Born in Philadelphia in 1815, William moved to Marietta in August 1839 to open a drug-mercantile store on the Marietta Square. During the 1990s, the Root House was restored meticulously to its original appearance, and now is operated by Cobb Landmarks as a historic house museum.
Situated on the Root House property is the circa 1830s Manning Family Cabin. Cobb Landmarks uses the cabin to help tell the stories of the enslaved individuals who labored at the Root House property, and who would have lived in a similar cabin. The 1860 census shows Marietta had 297 households and a population of approximately 2,600. Of the 297 households, 137 (46%) held slaves. According to the 1860 slave schedule (census), Marietta’s slave population in 1860 was roughly 1,200, meaning that almost 45% of Marietta’s total population was enslaved at that time.
To honor and remember the more than 1,200 enslaved people living in Marietta prior to the end of the Civil War, Cobb Landmarks partnered with Kennesaw State University’s (KSU) School of Art and Design to create a new garden sculpture. For the sculpture, KSU students used state-of-the-art scanning technology to 3D scan living history interpreter Misha Harp.

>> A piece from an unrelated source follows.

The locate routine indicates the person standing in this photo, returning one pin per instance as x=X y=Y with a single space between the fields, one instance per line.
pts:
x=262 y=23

The scan was used to print a maquette of the sculpture, using a 3D printer, which helped inform sculptors as they crafted the full-size sculpture. The unveiling, which attracted a large crowd, included remarks by myself, Harp, master craftsman Page Burch, and a poetry reading by Sprayberry High School student Courtney Brown.
Lights Over Atlanta, a company that specializes in exterior lighting, approached Cobb Landmarks about donating permanent outdoor lighting for the Root House’s new garden sculpture, titled “Forget Me Not, America.” The lighting ceremony took place in December.
The sculpture represents the work of students, poets, artists and historians who came together for a common purpose — to shine a light on the 1,200 enslaved individuals whose names were not recorded and now are lost to time.
– Trevor Beemon is the executive director of Cobb Landmarks and Historical Society and the chairman of the Acworth History Preservation Commission.